History of Ethical Tamil Literature
After the Sangam period, the long-established rulers who belonged to the Tamil land like the Cheras
, the Cholas
and the Pandyas
lost their political dominance to intruders who were called Kalabhras. During 300 CE, the Tamil land was deeply influenced by these Buddhist people and several authors and scholars evolved and emerged during that period. The writers and authors reflected the ascetic character of their faiths and composed literary works based primarily on morality and ethics. Furthermore, Jainism
grew rapidly and spread through out the entire landscape.
Tamil Literature in the Ethical Period
Numerous Buddhist and Jain poets notably contributed to the composition of various didactic literary works which comprised of grammar and lexicography. The collection of the minor 18 anthology was composed during that era. Thiruvalluvar wrote Tirukkural
, which is probably the most celebrated of the ethical literary works from that period. It is an all inclusive manual of love, ethics and polity. The book has 1,330 kural or distichs which are divided into chapters of 10 distichs each. The initial 38 are on ethics, the next 70 are on polity and the rest are on love.
Other renowned ethical literatures from that period include Inna Narpathu, Nalatiyar, Muttollayiram, Iniyavai Narpathu and Kalavali. Popular Jain texts, namely, Nalatiyar and Pazhamozhi Nanuru consist of 400 poems and every poem states a proverb with illustrated stories. Ethical Tamil literatures like Tirikatukam, Cirupancamalam and Nanrnanikkankat has one hundred poems each. Elan which is another ethical literary work contains eighty poems. Inna Narpatu and Iniyavai Narupatu have forty verses each and the Palamoli Nanuru contains four hundred verses. Another ethical work titled Acdrakkovai focuses on the moral codes which were in trend during the time of its creation. The work of Mutumolikkanci portrays several pithy moral proverbs and concise powerful lines. The Innilai describes various ethical principles in forty-five poems.
Some of the ethical Tamil literary works created between 100 AD and 500 AD are known under the term Patinenkilkkanakku. The literary and poetical works written in quatrains and couplets are indicated by the term kilkkanakku. The famous Tamil epics, Manimekalai and Cilappatikaram were also composed with the objective of promulgating religious facts amongst the citizens.

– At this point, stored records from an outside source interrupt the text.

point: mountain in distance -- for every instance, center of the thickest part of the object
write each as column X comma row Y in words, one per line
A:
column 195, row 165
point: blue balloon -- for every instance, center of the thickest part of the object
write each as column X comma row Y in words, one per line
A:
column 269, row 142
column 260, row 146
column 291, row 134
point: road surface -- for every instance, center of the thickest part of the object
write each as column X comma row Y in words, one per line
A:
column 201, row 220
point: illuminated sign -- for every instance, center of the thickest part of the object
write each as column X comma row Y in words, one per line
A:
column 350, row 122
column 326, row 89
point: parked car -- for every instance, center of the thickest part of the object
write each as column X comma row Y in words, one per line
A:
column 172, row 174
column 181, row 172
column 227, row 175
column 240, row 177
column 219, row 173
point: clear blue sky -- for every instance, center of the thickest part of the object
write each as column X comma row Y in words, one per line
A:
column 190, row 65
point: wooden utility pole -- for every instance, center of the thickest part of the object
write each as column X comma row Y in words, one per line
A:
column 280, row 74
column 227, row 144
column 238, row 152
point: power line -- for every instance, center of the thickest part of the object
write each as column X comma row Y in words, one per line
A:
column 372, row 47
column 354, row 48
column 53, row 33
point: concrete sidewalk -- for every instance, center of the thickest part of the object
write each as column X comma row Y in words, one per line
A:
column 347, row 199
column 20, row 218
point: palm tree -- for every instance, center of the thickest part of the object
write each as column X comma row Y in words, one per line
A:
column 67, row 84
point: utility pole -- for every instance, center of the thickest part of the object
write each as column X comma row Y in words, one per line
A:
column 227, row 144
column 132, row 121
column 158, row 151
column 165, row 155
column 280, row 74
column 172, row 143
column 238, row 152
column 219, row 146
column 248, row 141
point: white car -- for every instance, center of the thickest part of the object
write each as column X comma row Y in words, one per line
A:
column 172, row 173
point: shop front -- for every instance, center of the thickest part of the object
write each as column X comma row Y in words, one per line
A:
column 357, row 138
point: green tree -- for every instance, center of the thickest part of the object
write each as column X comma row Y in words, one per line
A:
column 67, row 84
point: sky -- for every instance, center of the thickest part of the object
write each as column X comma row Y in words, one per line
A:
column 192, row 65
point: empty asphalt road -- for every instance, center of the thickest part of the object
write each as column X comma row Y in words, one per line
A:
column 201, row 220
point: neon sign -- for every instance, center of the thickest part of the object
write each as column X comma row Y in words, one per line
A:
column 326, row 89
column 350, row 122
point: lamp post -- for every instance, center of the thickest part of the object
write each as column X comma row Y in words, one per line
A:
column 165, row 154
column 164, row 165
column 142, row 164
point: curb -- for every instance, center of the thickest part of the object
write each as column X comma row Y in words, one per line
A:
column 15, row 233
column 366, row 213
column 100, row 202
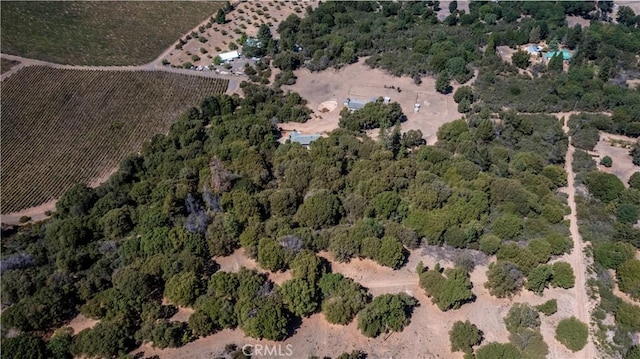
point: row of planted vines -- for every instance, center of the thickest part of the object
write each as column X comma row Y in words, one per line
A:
column 61, row 127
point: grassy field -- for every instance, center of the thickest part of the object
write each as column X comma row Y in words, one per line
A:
column 6, row 65
column 97, row 32
column 60, row 127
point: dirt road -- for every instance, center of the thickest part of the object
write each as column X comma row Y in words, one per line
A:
column 577, row 257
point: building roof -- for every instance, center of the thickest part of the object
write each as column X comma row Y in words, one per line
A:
column 355, row 104
column 534, row 48
column 304, row 140
column 566, row 55
column 226, row 56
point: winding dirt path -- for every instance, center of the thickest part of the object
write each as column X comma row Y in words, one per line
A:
column 577, row 257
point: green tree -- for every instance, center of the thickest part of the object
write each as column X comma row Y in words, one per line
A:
column 572, row 333
column 60, row 344
column 627, row 16
column 539, row 278
column 464, row 336
column 320, row 210
column 387, row 312
column 627, row 213
column 634, row 180
column 504, row 279
column 628, row 275
column 490, row 244
column 299, row 296
column 604, row 186
column 521, row 59
column 628, row 316
column 342, row 298
column 507, row 226
column 549, row 307
column 220, row 17
column 606, row 161
column 522, row 316
column 498, row 351
column 116, row 223
column 443, row 83
column 555, row 63
column 24, row 346
column 391, row 253
column 182, row 289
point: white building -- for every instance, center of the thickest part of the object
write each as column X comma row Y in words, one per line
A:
column 229, row 56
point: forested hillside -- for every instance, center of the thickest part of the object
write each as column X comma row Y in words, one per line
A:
column 130, row 251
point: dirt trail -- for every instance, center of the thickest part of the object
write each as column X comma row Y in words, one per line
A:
column 577, row 256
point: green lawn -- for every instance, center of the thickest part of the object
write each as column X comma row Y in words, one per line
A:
column 97, row 32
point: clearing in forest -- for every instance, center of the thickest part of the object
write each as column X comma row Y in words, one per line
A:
column 60, row 127
column 83, row 32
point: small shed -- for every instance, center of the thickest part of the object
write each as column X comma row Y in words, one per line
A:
column 355, row 105
column 533, row 49
column 229, row 56
column 304, row 140
column 566, row 55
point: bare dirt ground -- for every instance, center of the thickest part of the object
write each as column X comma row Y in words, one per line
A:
column 618, row 293
column 425, row 337
column 359, row 82
column 38, row 213
column 246, row 17
column 617, row 147
column 80, row 322
column 583, row 305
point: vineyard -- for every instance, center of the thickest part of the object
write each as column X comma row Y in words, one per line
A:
column 97, row 32
column 6, row 65
column 61, row 127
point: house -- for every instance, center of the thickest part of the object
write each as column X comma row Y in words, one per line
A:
column 304, row 140
column 566, row 55
column 253, row 42
column 227, row 57
column 533, row 49
column 354, row 105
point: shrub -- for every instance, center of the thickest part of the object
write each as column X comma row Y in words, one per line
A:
column 627, row 213
column 549, row 307
column 606, row 161
column 490, row 244
column 604, row 186
column 521, row 59
column 522, row 316
column 498, row 350
column 628, row 316
column 563, row 275
column 504, row 279
column 572, row 333
column 387, row 312
column 634, row 180
column 464, row 336
column 507, row 226
column 629, row 277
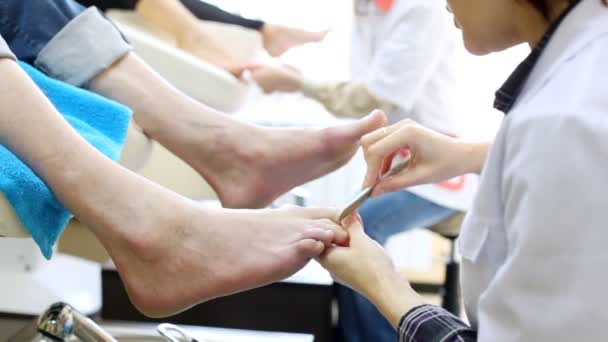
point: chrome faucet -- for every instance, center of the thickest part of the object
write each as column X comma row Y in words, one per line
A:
column 61, row 322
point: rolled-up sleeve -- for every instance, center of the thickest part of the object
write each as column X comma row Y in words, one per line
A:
column 85, row 47
column 5, row 52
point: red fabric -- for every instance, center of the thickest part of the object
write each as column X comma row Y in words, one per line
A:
column 384, row 5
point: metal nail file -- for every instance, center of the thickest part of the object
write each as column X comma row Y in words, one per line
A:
column 353, row 205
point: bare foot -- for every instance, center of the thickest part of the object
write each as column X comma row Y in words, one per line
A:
column 252, row 166
column 278, row 39
column 187, row 255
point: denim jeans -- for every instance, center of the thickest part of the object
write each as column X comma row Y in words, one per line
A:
column 61, row 38
column 383, row 217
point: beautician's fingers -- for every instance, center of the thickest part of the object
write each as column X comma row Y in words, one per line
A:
column 340, row 234
column 373, row 137
column 376, row 154
column 309, row 248
column 413, row 176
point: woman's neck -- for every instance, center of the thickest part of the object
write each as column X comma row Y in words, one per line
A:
column 534, row 24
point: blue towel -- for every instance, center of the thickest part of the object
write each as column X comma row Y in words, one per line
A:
column 102, row 122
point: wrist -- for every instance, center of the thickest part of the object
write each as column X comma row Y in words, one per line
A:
column 395, row 297
column 470, row 157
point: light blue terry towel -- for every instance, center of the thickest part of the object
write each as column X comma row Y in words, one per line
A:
column 102, row 122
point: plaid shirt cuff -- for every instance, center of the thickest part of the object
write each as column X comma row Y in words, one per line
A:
column 429, row 323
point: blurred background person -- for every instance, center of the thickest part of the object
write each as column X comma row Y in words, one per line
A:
column 403, row 62
column 185, row 20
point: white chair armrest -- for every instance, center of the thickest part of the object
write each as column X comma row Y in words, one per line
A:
column 200, row 80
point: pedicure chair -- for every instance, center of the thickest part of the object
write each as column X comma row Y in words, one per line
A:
column 22, row 268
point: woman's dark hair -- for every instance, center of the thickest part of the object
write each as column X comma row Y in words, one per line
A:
column 544, row 5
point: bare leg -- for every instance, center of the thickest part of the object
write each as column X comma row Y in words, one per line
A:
column 247, row 166
column 278, row 39
column 190, row 33
column 170, row 253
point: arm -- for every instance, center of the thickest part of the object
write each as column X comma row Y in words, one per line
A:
column 349, row 99
column 365, row 267
column 5, row 52
column 437, row 157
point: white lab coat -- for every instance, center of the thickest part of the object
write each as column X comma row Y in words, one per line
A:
column 407, row 57
column 535, row 243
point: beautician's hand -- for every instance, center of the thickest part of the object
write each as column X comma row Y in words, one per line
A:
column 436, row 157
column 364, row 265
column 273, row 78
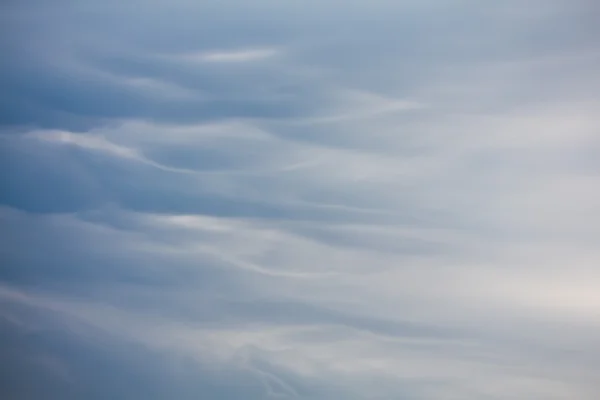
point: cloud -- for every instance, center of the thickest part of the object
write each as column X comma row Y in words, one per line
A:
column 262, row 200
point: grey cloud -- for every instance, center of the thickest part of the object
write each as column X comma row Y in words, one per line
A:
column 306, row 201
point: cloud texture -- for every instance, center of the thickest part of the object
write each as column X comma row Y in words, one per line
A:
column 300, row 200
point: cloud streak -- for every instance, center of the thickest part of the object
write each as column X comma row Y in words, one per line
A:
column 271, row 201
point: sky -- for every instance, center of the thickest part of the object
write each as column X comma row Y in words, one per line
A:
column 311, row 200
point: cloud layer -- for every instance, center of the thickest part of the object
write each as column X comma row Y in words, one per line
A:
column 326, row 200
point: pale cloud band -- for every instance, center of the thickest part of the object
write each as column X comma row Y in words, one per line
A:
column 326, row 200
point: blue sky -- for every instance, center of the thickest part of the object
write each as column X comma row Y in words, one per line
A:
column 300, row 200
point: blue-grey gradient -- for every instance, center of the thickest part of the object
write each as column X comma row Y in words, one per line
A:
column 317, row 199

The former is a Buddhist literary work, while the latter is a Jain literary work.
Ethical Tamil Literature on Akam
All of the literary works included in the Patinenkilkkanakku anthology are not ethical or religious works. Five among eighteen works are the theme of human love or akam and one on the theme of war. The rest of the twelve literary works are ethical literatures. An ethical Tamil literature, such as Tinaimoli Aimpatu, Karnarpatu, Kainnilai, Tinaimalai Aintinai Elupatu and Nurrainmpatu explains the theme of human love.

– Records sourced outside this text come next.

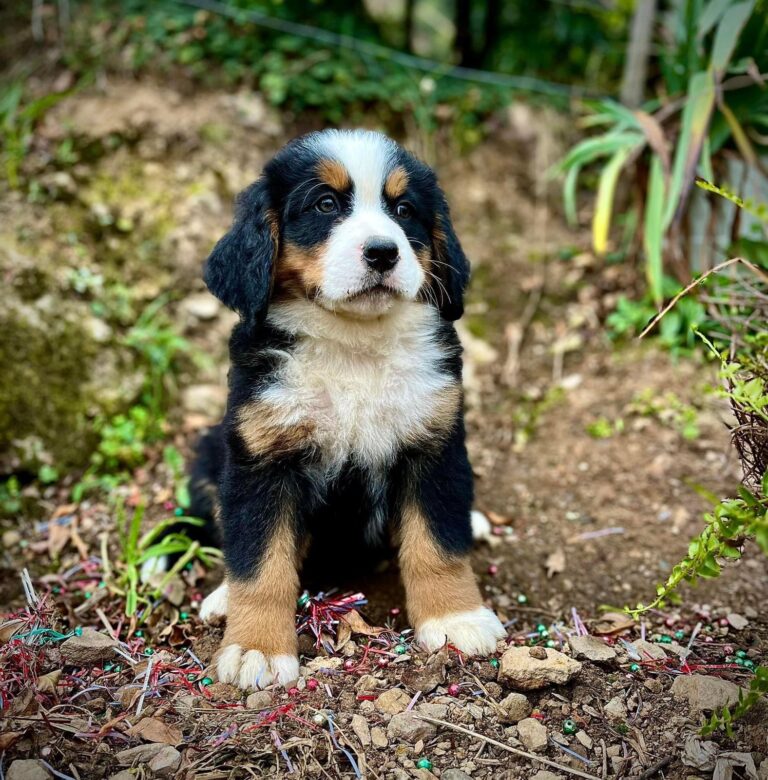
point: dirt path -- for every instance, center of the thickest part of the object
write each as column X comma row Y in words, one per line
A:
column 586, row 521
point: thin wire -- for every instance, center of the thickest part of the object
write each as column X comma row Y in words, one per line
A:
column 522, row 83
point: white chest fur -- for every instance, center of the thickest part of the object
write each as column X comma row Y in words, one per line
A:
column 363, row 387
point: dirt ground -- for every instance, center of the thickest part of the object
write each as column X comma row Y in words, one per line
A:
column 586, row 524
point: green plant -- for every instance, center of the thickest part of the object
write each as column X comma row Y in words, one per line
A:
column 712, row 42
column 18, row 118
column 123, row 575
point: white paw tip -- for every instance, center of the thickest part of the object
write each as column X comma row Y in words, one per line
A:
column 215, row 604
column 474, row 632
column 481, row 526
column 153, row 566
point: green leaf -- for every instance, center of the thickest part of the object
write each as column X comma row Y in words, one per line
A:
column 601, row 221
column 727, row 34
column 653, row 231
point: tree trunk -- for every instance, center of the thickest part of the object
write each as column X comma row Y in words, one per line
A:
column 636, row 64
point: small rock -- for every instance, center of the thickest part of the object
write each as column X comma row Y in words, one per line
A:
column 616, row 709
column 166, row 762
column 406, row 726
column 378, row 737
column 521, row 670
column 393, row 701
column 259, row 700
column 533, row 734
column 703, row 693
column 91, row 647
column 367, row 682
column 739, row 622
column 591, row 648
column 649, row 650
column 454, row 774
column 362, row 732
column 27, row 769
column 513, row 708
column 142, row 754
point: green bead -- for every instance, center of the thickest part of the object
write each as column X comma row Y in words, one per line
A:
column 569, row 727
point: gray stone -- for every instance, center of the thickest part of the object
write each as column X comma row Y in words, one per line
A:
column 91, row 647
column 362, row 732
column 591, row 648
column 514, row 707
column 616, row 709
column 533, row 734
column 408, row 727
column 521, row 670
column 704, row 693
column 392, row 701
column 165, row 762
column 27, row 769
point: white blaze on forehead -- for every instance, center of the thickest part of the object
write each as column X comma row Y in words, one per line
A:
column 368, row 157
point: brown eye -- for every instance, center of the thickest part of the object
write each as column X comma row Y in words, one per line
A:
column 327, row 205
column 404, row 210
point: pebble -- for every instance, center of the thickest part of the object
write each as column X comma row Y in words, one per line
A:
column 591, row 648
column 89, row 648
column 406, row 726
column 392, row 701
column 704, row 693
column 533, row 734
column 521, row 670
column 260, row 700
column 616, row 709
column 27, row 769
column 362, row 732
column 378, row 737
column 514, row 708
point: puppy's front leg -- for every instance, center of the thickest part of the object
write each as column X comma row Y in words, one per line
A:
column 259, row 645
column 442, row 596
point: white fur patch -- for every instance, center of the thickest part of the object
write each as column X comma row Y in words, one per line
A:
column 474, row 633
column 215, row 604
column 365, row 387
column 252, row 669
column 153, row 566
column 481, row 526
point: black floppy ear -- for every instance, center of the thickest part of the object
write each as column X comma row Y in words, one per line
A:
column 452, row 266
column 240, row 268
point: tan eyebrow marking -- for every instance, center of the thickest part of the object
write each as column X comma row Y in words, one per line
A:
column 396, row 183
column 334, row 174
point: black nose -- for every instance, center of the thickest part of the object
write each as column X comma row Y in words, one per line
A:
column 381, row 253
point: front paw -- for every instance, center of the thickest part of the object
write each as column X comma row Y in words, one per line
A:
column 474, row 632
column 250, row 668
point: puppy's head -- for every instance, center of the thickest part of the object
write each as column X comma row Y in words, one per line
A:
column 346, row 219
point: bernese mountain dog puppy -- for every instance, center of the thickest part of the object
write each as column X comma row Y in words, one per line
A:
column 345, row 400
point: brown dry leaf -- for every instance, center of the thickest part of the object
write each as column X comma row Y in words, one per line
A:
column 555, row 563
column 8, row 738
column 46, row 683
column 156, row 730
column 497, row 519
column 359, row 626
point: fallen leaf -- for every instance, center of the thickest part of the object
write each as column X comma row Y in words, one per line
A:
column 358, row 624
column 156, row 730
column 555, row 562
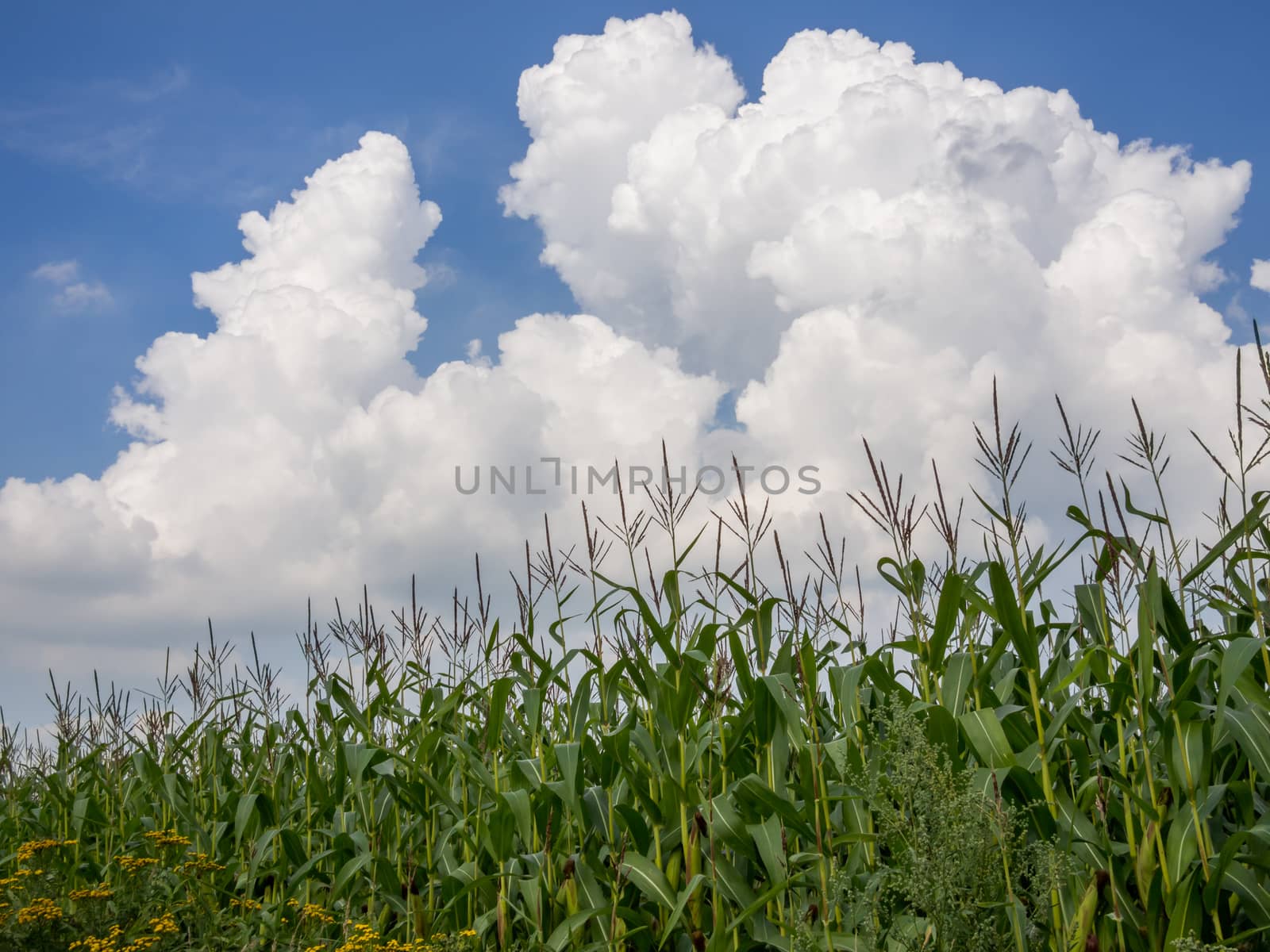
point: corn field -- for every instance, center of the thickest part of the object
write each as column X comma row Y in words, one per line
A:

Shaiva and Vaishnava Ethical Literature
In the late 17th Century, the Hindu sects were rejuvenated and many Shaiva and Vaishnava literatures
were composed. Thirunavukkarasar (Appar), Sundaramurthi and Thirugnana Sambanthar are few of the well known Shaiva hymnists from this epoch. Devotional hymns were made by Vaishnava Alvars and the earliest 3 Alvars were Pey, Poygai and Pudam.